The policy gradient methods that we have studied so far, including REINFORCE, QAC, and $\mathrm{A} 2 \mathrm{C}$, are all on-policy. The reason for this can be seen from the expression of the true gradient: \[ \nabla_\theta J(\theta)=\mathbb{E}_{S \sim \eta, A \sim \pi}\left[\nabla_\theta \ln \pi\left(A \mid S, \theta_t\right)\left(q_\pi(S, A)-v_\pi(S)\right)\right] . \]

To use samples to approximate this true gradient, we must generate the action samples by following $\pi(\theta)$. Hence, $\pi(\theta)$ is the behavior policy. Since $\pi(\theta)$ is also the target policy that we aim to improve, the policy gradient methods are on-policy.

In the case that we already have some samples generated by a given behavior policy, the policy gradient methods can still be applied to utilize these samples. To do that, we can employ a technique called importance sampling. It is a general technique for estimating expected values defined over one probability distribution using some samples drawn from another distribution.

Sources:

Shiyu Zhao. Chapter 10: Actor-Critic Methods. Mathematical Foundations of Reinforcement Learning.

Importance sampling

We next introduce the importance sampling technique. Consider a random variable $X \in \mathcal{X}$. Suppose that $p_0(X)$ is a probability distribution. Our goal is to estimate $\mathbb{E}_{X \sim p_0}[X]$. Suppose that we have some i.i.d. samples $\left\{x_i\right\}_{i=1}^n$.

Suppose the samples $\left\{x_i\right\}_{i=1}^n$ are not generated by $p_0$. Instead, they are generated by another distribution $p_1$. Can we still use these samples to approximate $\mathbb{E}_{X \sim p_0}[X]$ ? The answer is yes. $\mathbb{E}_{X \sim p_0}[X]$ can be approximated based on the importance sampling technique.
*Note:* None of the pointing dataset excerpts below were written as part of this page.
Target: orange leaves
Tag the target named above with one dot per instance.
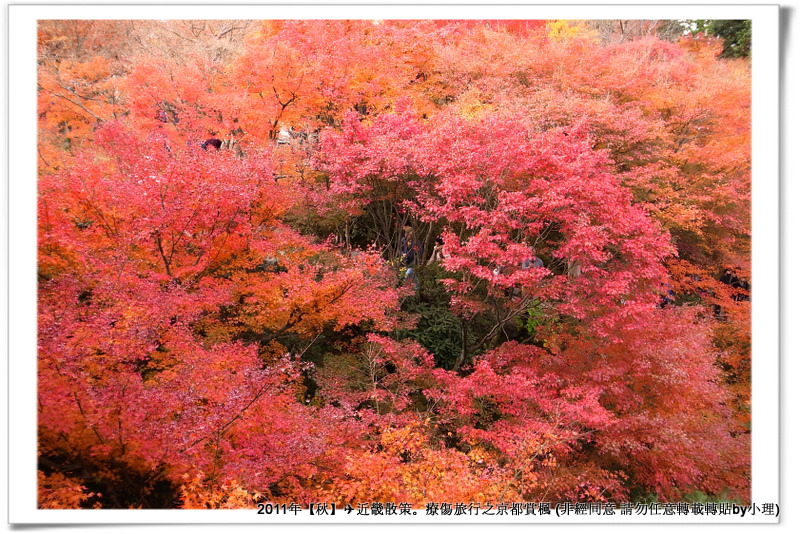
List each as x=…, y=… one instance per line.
x=57, y=491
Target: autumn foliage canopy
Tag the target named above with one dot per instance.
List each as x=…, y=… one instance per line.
x=384, y=261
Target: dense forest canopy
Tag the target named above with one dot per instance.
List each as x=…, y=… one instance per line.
x=392, y=261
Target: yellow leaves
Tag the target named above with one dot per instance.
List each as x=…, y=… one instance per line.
x=562, y=30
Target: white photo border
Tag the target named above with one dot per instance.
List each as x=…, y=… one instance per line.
x=22, y=240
In particular, $\mathbb{E}_{X \sim p_0}[X]$ satisfies \[ \mathbb{E}_{X \sim p_0}[X]=\sum_{x \in \mathcal{X}} p_0(x) x=\sum_{x \in \mathcal{X}} p_1(x) \underbrace{\frac{p_0(x)}{p_1(x)} x}_{f(x)}= \color{teal}{\mathbb{E}_{X \sim p_1}[f(X)]} . \]

Thus, estimating $\mathbb{E}_{X \sim p_0}[X]$ becomes the problem of estimating $\mathbb{E}_{X \sim p_1}[f(X)]$. Let \[ \bar{f} \doteq \frac{1}{n} \sum_{i=1}^n f\left(x_i\right) \]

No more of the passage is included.